Tobin is a second-year student at the University of Adelaide studying a Bachelor of Mathematical and Computer Sciences. While at University, he has developed a passion for Data Science, Big Data Problems, Networks, and Machine Learning. Tobin enjoys spending his time working on projects, usually building robots, with his mates and running the Mathematics student society at University of Adelaide.
Network Analysis of the Spotify Artist Collaboration Graph
As a species, humans love to group things together. We group songs into genres, folklores into categories and mathematical topics into disciplines. However, songs often break genre conventions, folklores diverge from myth conventions, and mathematical challenges draw from many different disciplines.

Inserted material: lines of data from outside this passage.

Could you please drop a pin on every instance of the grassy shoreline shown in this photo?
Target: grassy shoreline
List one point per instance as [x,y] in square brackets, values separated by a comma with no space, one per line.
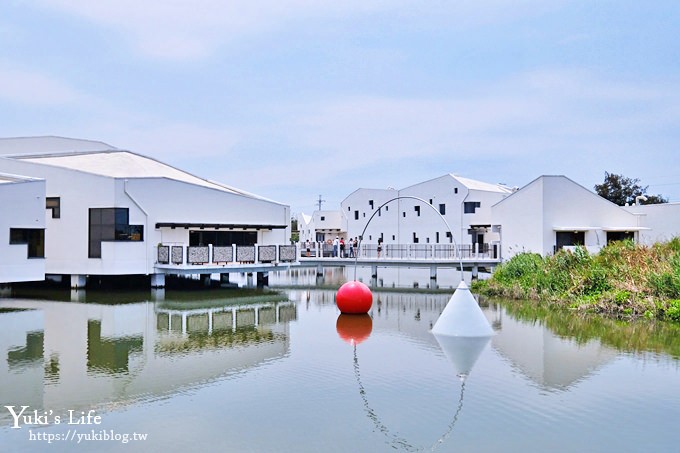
[623,280]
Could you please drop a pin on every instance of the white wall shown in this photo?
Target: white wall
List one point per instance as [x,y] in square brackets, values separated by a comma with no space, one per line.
[149,200]
[399,221]
[380,224]
[22,205]
[529,218]
[521,221]
[663,221]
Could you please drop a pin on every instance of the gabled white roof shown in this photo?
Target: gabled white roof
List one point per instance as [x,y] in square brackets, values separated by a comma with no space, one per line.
[20,146]
[6,178]
[473,184]
[100,159]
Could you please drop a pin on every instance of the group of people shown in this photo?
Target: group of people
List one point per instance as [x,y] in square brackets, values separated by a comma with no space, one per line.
[340,247]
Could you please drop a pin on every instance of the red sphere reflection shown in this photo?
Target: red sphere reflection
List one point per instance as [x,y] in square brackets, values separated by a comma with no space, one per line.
[354,297]
[354,328]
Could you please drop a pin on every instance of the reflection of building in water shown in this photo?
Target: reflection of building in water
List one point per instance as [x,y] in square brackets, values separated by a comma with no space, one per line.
[549,360]
[60,356]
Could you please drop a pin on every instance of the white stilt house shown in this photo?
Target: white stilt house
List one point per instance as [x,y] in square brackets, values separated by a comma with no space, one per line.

By using data sets to create a network of connections, the behaviour of these networks can be examined. This project proposes the analysis of these networks, and it explores if the current classifications are reflective of the actual clustering of the networks that are created.
To achieve this, a variety of available data sets will be examined to construct networks and develop new data-driven categorisation schemes based on observed network properties, rather than arbitrarily assigned labels. An example of this process would be to collect data from Spotify using an Application Programming Interface (API) to build a collaboration network between artists, which will enable the graph properties of this previously-unexplored network to be measured (e.g. degree distribution, clustering, span, etc), and then use the community structure of the network to develop new genre classifications for musicians.
This project will explore the relationships between subjective classifications and the community structure of the underlying networks. The research will attempt to answer the questions, “How diverse are the people that contribute to ‘subreddits’ on Reddit?”, or “Do genres mean anything in the modern age of musical collaboration?”, and more.